Purtroppo, tuttavia, nonostante tutti gli sforzi, è immenso il peso della nostra eredità di cinquecento anni di cattiva gestione. Continuiamo ad essere un paese dove alloggio, educazione, salute, cultura e tempo libero non sono diritti di tutti, ma privilegi di alcuni. Nel quale la facoltà di andare e venire, in qualsiasi momento e a qualsiasi ora, non può essere esercitata, perché mancano le condizioni di sicurezza pubblica. Nel quale anche la necessità di lavorare, in cambio di un salario minimo di 300 dollari al mese, si scontra con difficoltà elementari come la mancanza di trasporto adeguato. Nel quale il rispetto dell'ambiente è inesistente. Nel quale noi tutti siamo abituati ad aggirare le leggi.

Siamo un paese paradossale. Ora il Brasile emerge come una regione esotica, con spiagge paradisiache, foreste edeniche, carnevale, capoeira e calcio; ora come un luogo esecrabile, con violenza urbana, sfruttamento della prostituzione minorile, abusi di diritti umani e disprezzo della natura. Ora festeggiato come uno dei paesi meglio preparati per occupare il posto da protagonista nel mondo - ampie risorse naturali, agricoltura, allevamento e industria diversificate, enorme potenziale di crescita di produzione e consumo; ora destinato ad un eterno ruolo accessorio, di fornitore di materia prima e prodotti fabbricati con mano d'opera a basso costo, per mancanza di competenza nel gestire la propria ricchezza.

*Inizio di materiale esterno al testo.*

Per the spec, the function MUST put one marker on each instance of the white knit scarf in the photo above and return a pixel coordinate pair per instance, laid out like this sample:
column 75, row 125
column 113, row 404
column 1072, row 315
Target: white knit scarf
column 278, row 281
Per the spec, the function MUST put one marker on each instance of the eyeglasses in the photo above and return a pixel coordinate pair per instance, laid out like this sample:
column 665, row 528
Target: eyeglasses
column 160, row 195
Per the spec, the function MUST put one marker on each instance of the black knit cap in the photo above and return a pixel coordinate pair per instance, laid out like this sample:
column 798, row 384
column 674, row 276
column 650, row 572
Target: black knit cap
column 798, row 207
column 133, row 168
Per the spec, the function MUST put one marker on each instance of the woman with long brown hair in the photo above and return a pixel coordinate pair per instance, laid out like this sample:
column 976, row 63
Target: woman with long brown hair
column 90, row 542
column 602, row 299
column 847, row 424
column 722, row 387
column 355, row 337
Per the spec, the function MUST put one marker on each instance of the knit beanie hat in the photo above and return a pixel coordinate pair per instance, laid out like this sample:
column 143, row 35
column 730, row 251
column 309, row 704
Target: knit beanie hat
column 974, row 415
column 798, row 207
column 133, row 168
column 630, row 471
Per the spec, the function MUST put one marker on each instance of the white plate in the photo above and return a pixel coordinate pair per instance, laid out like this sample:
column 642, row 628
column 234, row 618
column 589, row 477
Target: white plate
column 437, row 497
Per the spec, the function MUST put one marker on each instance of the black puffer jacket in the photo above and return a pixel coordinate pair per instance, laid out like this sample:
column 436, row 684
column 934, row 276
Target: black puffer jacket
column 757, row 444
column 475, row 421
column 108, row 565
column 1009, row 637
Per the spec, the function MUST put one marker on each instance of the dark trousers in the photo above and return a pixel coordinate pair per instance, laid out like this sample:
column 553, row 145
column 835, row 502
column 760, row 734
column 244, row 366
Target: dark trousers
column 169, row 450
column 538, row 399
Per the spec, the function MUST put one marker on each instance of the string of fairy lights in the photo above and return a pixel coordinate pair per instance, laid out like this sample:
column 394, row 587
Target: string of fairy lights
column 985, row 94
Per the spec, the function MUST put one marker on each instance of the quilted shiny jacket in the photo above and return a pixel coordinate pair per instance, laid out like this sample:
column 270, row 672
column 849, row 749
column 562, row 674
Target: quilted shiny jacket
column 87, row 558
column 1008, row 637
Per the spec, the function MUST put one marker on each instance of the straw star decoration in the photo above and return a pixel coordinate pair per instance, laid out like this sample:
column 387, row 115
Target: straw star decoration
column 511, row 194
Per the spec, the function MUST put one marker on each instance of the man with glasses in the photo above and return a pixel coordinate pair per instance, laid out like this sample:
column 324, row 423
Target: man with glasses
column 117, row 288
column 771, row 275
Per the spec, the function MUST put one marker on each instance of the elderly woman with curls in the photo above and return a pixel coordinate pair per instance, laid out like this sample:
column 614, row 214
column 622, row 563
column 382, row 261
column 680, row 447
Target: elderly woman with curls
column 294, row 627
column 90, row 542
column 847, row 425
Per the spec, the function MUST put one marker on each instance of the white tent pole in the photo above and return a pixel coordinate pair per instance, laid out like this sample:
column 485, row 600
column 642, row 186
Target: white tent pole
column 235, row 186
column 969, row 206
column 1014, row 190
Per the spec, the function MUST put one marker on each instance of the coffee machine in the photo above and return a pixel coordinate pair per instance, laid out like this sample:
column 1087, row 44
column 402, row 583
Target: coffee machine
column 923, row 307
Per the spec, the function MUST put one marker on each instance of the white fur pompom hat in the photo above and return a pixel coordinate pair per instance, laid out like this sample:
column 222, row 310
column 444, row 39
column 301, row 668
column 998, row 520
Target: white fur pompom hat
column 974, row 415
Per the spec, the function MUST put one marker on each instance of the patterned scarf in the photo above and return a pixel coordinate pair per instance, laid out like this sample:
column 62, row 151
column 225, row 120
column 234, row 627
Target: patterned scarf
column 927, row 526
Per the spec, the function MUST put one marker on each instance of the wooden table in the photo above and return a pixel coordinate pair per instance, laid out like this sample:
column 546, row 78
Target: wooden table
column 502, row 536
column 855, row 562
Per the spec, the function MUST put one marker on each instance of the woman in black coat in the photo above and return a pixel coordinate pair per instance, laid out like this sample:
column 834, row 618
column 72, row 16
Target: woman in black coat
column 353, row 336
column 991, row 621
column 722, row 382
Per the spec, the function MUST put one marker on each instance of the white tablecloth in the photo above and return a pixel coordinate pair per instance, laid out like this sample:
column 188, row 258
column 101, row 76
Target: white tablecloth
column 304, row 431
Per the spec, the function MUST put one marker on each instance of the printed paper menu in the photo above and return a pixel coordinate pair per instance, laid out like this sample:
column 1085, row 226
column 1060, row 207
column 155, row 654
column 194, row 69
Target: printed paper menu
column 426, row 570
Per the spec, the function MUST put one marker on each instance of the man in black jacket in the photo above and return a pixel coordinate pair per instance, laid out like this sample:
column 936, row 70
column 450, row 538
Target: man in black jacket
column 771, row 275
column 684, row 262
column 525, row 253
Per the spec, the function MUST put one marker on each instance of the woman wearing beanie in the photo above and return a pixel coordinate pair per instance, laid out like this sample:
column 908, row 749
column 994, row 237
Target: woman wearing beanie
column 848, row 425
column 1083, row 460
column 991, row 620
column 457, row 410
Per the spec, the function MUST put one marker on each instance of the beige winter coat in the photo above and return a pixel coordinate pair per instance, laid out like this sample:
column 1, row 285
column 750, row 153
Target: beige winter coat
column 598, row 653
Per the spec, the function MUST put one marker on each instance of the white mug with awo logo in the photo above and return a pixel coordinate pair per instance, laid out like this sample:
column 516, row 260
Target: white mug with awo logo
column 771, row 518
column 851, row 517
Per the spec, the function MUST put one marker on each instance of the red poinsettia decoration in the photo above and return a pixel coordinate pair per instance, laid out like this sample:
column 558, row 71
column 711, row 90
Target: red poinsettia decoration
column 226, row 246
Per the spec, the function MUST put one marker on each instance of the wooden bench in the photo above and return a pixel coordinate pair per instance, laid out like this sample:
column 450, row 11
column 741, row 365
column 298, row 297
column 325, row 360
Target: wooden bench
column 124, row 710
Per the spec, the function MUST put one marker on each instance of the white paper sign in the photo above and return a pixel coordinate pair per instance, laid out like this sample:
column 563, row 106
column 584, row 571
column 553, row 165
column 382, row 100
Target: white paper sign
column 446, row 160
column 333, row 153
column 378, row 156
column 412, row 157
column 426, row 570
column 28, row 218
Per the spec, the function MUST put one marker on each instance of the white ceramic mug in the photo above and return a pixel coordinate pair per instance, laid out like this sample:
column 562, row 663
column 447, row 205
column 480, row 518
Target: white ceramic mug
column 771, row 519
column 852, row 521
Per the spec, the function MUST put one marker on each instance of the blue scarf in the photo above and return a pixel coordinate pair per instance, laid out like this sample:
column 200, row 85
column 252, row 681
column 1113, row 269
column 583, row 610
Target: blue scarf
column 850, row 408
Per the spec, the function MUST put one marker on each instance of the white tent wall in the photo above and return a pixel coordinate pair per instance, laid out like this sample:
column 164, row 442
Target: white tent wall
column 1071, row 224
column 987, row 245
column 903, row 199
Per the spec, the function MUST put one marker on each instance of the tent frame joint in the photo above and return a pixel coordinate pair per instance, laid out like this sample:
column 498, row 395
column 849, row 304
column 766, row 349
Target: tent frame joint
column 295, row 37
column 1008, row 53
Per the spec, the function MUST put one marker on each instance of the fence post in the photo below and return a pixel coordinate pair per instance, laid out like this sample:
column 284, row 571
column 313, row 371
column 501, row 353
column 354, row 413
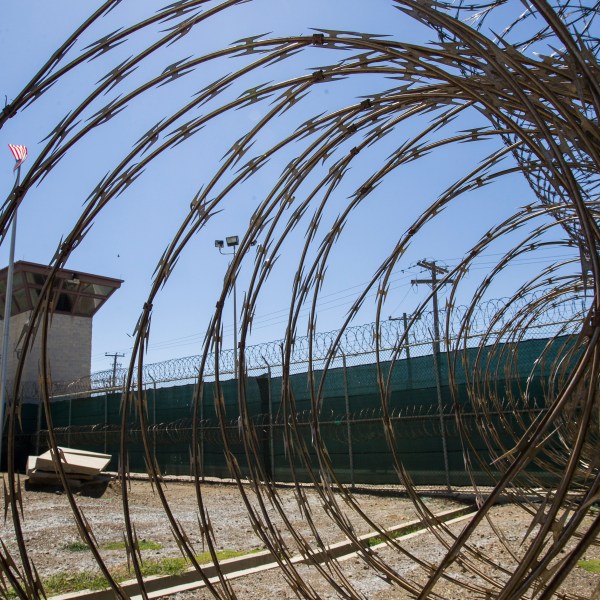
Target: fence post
column 348, row 426
column 271, row 426
column 105, row 422
column 38, row 426
column 438, row 385
column 70, row 423
column 407, row 345
column 202, row 432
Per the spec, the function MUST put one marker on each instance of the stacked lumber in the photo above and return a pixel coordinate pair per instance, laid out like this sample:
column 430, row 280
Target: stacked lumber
column 80, row 467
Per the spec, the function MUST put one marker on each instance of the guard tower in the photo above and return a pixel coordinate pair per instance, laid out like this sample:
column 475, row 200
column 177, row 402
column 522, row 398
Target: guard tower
column 76, row 298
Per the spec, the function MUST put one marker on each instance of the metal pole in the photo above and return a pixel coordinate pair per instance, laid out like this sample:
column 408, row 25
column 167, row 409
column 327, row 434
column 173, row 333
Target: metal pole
column 234, row 320
column 438, row 374
column 69, row 429
column 438, row 385
column 7, row 313
column 105, row 423
column 348, row 426
column 271, row 426
column 408, row 359
column 202, row 431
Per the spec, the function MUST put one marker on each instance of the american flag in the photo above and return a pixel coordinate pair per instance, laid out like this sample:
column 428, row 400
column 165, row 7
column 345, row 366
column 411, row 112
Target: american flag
column 20, row 154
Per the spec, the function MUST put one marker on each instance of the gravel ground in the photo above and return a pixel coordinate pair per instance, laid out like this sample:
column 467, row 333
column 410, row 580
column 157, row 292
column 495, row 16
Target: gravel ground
column 48, row 529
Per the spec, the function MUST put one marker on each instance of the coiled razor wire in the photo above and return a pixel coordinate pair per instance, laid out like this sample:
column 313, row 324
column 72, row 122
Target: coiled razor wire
column 518, row 81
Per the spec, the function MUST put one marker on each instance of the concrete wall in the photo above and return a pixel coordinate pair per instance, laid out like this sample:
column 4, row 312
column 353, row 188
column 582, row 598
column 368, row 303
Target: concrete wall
column 69, row 348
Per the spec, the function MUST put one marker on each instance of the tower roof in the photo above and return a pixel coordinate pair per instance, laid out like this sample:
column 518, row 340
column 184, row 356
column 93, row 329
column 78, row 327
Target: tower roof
column 75, row 293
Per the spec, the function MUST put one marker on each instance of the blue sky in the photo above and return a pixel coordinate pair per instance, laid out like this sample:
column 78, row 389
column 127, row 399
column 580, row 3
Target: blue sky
column 130, row 235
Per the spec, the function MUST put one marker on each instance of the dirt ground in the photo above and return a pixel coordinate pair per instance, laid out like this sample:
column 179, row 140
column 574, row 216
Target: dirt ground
column 49, row 532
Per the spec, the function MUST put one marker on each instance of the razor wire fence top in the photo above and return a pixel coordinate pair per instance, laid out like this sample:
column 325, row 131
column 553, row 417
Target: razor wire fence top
column 471, row 128
column 355, row 342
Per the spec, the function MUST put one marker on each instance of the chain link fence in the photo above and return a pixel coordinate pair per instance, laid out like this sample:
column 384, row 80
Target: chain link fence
column 411, row 414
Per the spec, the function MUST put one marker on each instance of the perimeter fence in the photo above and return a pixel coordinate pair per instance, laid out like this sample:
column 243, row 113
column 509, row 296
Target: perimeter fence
column 447, row 418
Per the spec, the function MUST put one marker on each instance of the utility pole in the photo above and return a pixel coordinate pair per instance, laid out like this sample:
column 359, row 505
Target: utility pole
column 114, row 355
column 435, row 271
column 433, row 282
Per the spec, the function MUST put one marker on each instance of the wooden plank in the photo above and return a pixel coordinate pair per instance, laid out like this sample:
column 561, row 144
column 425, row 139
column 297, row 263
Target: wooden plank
column 76, row 462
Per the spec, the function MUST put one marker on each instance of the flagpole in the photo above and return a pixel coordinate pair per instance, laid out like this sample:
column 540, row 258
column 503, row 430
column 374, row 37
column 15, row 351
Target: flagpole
column 7, row 311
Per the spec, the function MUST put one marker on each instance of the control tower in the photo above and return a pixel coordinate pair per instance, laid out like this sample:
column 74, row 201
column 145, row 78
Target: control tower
column 76, row 297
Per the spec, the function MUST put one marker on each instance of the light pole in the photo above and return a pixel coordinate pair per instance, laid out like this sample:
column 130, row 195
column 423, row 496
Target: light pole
column 232, row 242
column 20, row 154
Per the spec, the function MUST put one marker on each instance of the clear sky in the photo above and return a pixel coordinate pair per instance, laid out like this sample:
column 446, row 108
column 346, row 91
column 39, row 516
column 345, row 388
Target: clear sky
column 129, row 236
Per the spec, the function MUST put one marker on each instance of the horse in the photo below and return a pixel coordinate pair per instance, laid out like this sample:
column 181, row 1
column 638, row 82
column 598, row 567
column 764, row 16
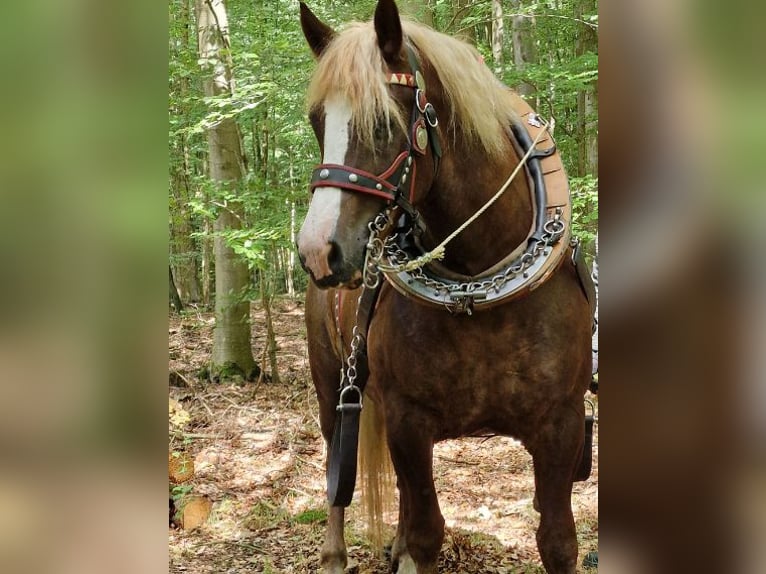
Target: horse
column 416, row 135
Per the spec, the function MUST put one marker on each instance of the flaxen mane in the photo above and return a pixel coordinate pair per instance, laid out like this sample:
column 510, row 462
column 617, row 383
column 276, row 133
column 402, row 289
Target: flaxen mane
column 353, row 65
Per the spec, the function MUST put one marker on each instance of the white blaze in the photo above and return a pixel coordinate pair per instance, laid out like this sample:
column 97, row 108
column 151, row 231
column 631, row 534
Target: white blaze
column 324, row 210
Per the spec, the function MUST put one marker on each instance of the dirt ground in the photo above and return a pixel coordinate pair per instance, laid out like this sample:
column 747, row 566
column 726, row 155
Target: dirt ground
column 258, row 457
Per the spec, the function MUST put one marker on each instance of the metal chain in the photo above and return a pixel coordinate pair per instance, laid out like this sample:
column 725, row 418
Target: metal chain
column 396, row 258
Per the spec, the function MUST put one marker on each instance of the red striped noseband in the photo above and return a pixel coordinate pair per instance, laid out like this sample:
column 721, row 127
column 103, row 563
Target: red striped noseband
column 390, row 185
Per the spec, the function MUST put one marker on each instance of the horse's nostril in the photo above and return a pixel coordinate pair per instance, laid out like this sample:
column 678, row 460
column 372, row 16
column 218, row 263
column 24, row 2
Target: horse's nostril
column 335, row 258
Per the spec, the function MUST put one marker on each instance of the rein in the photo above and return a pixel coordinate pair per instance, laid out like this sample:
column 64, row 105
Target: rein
column 407, row 275
column 390, row 185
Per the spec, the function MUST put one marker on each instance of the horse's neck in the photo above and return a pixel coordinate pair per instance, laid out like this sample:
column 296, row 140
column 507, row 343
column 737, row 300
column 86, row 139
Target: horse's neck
column 466, row 180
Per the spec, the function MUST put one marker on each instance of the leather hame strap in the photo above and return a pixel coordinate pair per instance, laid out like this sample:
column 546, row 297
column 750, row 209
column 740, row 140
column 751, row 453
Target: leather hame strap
column 342, row 460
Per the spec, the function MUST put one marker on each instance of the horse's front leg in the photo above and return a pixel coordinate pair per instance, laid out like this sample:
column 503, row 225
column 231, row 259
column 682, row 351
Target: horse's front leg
column 421, row 529
column 334, row 557
column 556, row 454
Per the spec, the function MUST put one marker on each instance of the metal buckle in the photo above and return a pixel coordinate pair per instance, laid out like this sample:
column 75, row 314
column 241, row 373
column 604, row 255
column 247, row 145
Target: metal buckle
column 430, row 114
column 343, row 406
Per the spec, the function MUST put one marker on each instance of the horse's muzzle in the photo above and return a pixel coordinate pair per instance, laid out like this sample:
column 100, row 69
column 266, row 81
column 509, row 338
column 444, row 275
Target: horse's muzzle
column 328, row 267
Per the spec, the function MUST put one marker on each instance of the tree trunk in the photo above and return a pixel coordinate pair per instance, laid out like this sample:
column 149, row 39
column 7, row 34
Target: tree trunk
column 232, row 351
column 290, row 271
column 267, row 296
column 185, row 257
column 587, row 100
column 175, row 299
column 497, row 36
column 524, row 50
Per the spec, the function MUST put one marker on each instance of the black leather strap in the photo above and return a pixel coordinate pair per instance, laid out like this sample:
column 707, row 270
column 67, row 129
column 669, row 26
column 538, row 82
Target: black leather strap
column 341, row 463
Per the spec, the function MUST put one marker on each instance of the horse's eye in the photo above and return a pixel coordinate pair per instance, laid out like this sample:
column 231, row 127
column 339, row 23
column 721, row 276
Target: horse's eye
column 382, row 130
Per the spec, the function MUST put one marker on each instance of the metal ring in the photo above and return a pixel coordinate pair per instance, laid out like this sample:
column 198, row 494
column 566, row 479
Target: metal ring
column 433, row 122
column 417, row 100
column 348, row 388
column 554, row 226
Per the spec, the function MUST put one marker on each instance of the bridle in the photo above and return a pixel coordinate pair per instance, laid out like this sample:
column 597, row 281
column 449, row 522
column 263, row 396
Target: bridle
column 391, row 184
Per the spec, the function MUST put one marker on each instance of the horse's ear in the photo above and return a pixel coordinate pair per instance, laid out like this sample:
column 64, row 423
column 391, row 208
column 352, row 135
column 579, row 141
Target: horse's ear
column 388, row 28
column 318, row 34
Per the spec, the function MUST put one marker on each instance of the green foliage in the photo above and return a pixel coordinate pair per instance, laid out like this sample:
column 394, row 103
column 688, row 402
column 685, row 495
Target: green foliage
column 311, row 516
column 584, row 192
column 271, row 68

Adesso, siamo la settima economia del pianeta. E rimaniamo al terzo posto tra i paesi con le maggiori diseguaglianze...

Torno, allora, alla domanda iniziale: che significa abitare in questa regione situata alla periferia del mondo, scrivere in portoghese per lettori quasi inesistenti, lottare, infine, tutti i giorni, per costruire, in mezzo alle avversità, un senso per il vivere?

Io credo, forse perfino ingenuamente, nel ruolo trasformatore della letteratura. Figlio di una lavandaia analfabeta e di un venditore di popcorn semianalfabeta, io stesso venditore di popcorn, cassiere in un baretto, commesso in una merceria, operaio tessile, tornitore-meccanico, responsabile di una mensa, il mio destino è stato modificato dal contatto, sebbene fortuito, con i libri. E se la lettura di un libro può alterare la direzione della vita di una persona, ed essendo la società composta da persone, allora la letteratura può cambiare la società. Nei nostri tempi, di esacerbato attaccamento al narcisismo ed estremo culto dell'individualismo, quello che ci è estraneo, e per questo dovrebbe risvegliare in noi il fascino del mutuo riconoscimento, più che mai è stato visto come quello che ci minaccia. Voltiamo le spalle all'altro - sia quello l'immigrato, il povero, il nero, l'indigeno, la donna, l'omosessuale - come tentativo di preservarci, dimenticando che così facciamo implodere la nostra propria condizione di esistere. Soccombiamo alla solitudine ed all'egoismo e neghiamo noi stessi. Scrivo per contrappormi a questo: voglio influenzare il lettore, cambiarlo, per trasformare il mondo. Si tratta di un'utopia, lo so, ma io mi nutro di utopie. Perché penso che il destino ultimo di ogni essere umano dovrebbe essere unicamente questo, quello di conquistare la felicità sulla Terra. Qui ed ora.







Traduzione di Alessandra Lupi.




Luiz Ruffato

Luiz Ruffato è nato a Cataguases (Minas Gerais) nel 1961. È autore di vari libri, fra i quali della pentalogia "Inferno provvisorio" e del romanzo "Come tanti cavalli", ha vinto i premi APCA (Associazione Paulista dei Critici d'Arte) e Machado de Assis ed ha pubblicato, fra gli altri paesi, in Francia, Italia e Germania.